Another important aspect of the population of this study is that only 65.7% fulfilled the requirement of optimal medical therapy for HF before device implantation which is considerably lower than compliance in other studies that reached up to 80%25. This could be a factor associated with a lower response to CRT in our study.
Analysis between responders and non-responders in this study showed no significant difference in clinical or biochemical variables. Both groups have CRT-D devices implanted in 80% of cases; this indicates a high risk of sudden cardiac death in the cohort and may correlate with greater severity of disease compared to other studies that had a greater proportion of patients implanted with CRT-Pacing24,26.
Responders to CRT had a longer basal QRS duration and a greater shortening after device implantation. This finding is compatible with Lapidot et al., who described a reduction of QRS duration of 20 ms or more as an independent predictor of improvement as measured by major adverse cardiovascular events27.
About echocardiographic measurements, LVEF and RVFAC before initiation of therapy were lower in responders than non-responders. These parameters and electrocardiographic differences previously described are consistent with a population with worse ventricular function and more evidence of dyssynchrony responding favorably to therapy.
After CRT, responders had a significant reduction of the left ventricular volumes and mitral regurgitation which represents reverse ventricular remodeling and functional improvement in this group, as reported previously by Pitzalis et al.28 and Jin et al.25.
Before device implantation, there was no significant difference in GLS between groups; however, responders had a greater improvement in this parameter. This coincides with a meta-analysis by Bazoukis et al.29 who propose GLS as a defining factor of a successful response to CRT.
Comparison between groups also showed a significant difference in TAPSE, which was reduced in non-responders after CRT while staying the same in those with a proper response. This is probably a sign of adverse remodeling and a continuation of the natural progression of HF in the non-responder population. TAPSE has also been previously assessed as a predictor of CRT response by Cappelli et al., who found a significant correlation between this parameter and reverse remodeling of the left ventricle, unlike with other right ventricle parameters30.
After multivariate regression analysis, LBBB, LVEDV, TAPSE, and the delay in pre-ejection periods were response predictors. LBBB as a predictor of CRT response has been extensively validated, nevertheless, the latino population are underrepresented in all cohort studies designed to discern predictors of good response to CRT20,31-33. The role of basal ventricular volumes is confirmed, as lower quantities are associated with a higher rate of clinical response19,25,31,34.
Dyssynchrony measurement by echocardiography has not been a predictor of response in previous studies35; however, it showed a significant correlation in this population, which might be related to demographic and etiologic particularities outlined earlier.

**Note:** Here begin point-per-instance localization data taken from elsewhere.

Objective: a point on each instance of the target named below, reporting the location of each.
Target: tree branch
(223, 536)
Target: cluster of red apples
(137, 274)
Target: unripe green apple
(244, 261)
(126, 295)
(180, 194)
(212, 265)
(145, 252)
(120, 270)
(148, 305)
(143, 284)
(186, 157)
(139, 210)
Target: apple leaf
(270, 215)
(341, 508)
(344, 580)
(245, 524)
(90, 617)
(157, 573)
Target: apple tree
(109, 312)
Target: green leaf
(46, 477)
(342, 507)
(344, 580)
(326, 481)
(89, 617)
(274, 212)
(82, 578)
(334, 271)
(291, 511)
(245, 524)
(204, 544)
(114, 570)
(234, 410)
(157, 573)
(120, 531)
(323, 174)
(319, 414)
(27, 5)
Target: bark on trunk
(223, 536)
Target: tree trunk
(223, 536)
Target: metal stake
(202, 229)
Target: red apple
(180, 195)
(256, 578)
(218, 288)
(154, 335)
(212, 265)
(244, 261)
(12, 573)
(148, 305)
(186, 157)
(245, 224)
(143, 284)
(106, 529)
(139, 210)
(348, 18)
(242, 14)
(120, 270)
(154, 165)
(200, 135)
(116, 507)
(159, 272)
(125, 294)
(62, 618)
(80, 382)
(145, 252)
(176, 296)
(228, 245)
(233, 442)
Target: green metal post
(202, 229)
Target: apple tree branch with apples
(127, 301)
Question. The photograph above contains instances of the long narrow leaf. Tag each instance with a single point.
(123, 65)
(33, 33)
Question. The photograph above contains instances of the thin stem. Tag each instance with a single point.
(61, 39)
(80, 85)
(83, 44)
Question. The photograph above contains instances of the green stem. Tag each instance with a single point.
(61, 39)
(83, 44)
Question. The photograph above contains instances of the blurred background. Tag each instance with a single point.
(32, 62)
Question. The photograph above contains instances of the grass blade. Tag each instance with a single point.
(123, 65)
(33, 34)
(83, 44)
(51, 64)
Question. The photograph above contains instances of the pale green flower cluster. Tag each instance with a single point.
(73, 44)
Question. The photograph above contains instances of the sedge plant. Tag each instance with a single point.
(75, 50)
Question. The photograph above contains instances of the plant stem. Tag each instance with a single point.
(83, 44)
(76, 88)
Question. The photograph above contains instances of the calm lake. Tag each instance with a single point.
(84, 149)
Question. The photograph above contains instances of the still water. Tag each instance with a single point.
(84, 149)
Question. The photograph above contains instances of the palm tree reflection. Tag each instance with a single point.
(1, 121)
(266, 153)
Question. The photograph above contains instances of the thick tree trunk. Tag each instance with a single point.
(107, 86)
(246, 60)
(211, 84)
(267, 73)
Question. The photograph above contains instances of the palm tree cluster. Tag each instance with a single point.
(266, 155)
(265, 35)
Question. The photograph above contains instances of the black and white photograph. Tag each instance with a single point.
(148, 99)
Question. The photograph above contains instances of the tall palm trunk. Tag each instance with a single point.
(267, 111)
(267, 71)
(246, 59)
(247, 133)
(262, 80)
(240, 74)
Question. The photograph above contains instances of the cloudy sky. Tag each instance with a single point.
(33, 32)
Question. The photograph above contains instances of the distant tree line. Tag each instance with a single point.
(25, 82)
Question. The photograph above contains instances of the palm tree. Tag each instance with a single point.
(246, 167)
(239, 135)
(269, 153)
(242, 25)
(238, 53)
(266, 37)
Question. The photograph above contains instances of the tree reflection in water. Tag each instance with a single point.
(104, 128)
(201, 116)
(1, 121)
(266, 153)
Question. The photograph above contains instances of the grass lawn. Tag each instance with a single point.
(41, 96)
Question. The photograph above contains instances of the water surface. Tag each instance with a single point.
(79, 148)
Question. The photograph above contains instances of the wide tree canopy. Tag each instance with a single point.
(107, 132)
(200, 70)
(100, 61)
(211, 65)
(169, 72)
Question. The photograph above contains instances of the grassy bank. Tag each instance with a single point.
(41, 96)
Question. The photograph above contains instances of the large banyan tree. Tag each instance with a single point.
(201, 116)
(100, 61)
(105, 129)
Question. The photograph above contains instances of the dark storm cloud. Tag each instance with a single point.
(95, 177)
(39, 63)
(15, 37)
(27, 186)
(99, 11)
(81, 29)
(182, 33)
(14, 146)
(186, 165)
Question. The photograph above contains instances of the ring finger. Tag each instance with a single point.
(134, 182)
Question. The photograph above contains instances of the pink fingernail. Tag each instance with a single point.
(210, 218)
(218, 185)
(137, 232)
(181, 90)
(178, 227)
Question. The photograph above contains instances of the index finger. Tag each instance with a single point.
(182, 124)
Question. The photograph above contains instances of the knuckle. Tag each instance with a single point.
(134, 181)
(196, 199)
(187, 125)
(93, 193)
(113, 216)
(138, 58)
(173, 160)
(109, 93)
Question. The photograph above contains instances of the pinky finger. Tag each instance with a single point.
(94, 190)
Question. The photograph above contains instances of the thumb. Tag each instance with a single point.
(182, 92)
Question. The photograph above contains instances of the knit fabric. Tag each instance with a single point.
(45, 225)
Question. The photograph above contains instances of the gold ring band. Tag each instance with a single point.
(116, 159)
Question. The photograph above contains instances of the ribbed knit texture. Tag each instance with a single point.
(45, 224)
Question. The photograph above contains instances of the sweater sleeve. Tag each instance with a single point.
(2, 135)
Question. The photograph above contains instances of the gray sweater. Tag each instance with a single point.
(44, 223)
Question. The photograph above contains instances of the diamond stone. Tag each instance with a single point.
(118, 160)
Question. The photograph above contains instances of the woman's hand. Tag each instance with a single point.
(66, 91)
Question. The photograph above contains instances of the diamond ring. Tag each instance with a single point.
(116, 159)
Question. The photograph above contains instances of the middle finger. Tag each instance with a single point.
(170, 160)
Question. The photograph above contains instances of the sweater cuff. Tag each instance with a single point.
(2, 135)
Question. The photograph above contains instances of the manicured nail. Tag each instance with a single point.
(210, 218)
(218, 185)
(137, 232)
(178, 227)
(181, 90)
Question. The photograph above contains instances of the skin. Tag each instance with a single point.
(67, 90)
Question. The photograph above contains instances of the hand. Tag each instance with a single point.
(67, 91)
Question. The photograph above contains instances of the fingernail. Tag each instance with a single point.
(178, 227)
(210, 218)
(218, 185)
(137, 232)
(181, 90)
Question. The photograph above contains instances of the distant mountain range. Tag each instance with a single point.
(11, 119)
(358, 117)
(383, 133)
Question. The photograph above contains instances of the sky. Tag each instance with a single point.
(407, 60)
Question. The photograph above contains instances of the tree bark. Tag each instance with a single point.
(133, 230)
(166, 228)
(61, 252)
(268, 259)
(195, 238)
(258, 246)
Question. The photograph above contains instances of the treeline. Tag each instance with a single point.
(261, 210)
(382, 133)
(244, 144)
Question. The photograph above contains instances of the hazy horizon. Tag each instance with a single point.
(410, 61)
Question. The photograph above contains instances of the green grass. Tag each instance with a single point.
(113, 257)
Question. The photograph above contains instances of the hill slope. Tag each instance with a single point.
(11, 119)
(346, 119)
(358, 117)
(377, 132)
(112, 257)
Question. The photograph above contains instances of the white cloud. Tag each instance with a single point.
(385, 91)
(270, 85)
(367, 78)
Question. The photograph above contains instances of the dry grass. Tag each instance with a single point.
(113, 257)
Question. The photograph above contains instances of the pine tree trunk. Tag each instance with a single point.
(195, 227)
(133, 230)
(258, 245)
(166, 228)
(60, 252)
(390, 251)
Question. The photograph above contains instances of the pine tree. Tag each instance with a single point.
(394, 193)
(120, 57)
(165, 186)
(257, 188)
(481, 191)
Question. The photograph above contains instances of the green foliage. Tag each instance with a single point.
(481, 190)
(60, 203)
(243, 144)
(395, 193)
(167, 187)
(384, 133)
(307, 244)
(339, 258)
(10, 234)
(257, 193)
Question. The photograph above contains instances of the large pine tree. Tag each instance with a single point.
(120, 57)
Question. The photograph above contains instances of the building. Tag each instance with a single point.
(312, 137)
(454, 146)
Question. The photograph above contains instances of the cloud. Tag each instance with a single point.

We highlight that previously validated variables such as sex, etiology, and QRS duration1-3,7,8,19 were not predictors of response to therapy in our study. This could be explained by various factors, including the more significant proportion of women and non-ischemic etiology of heart disease as compared with previous cohorts.
Conclusions
The present study is the first to assess the characteristics and response of HF patients undergoing CRT in Mexico, showing a population with demographic and clinical variables different from those reported in the international literature and confirming that there are electrocardiographic and echocardiographic variables such as LBBB, LVEDV, TAPSE, and the basal difference between pre-ejection times capable of predicting successful response to treatment, in addition to showing that other previously validated variables were not predictors of response in our study.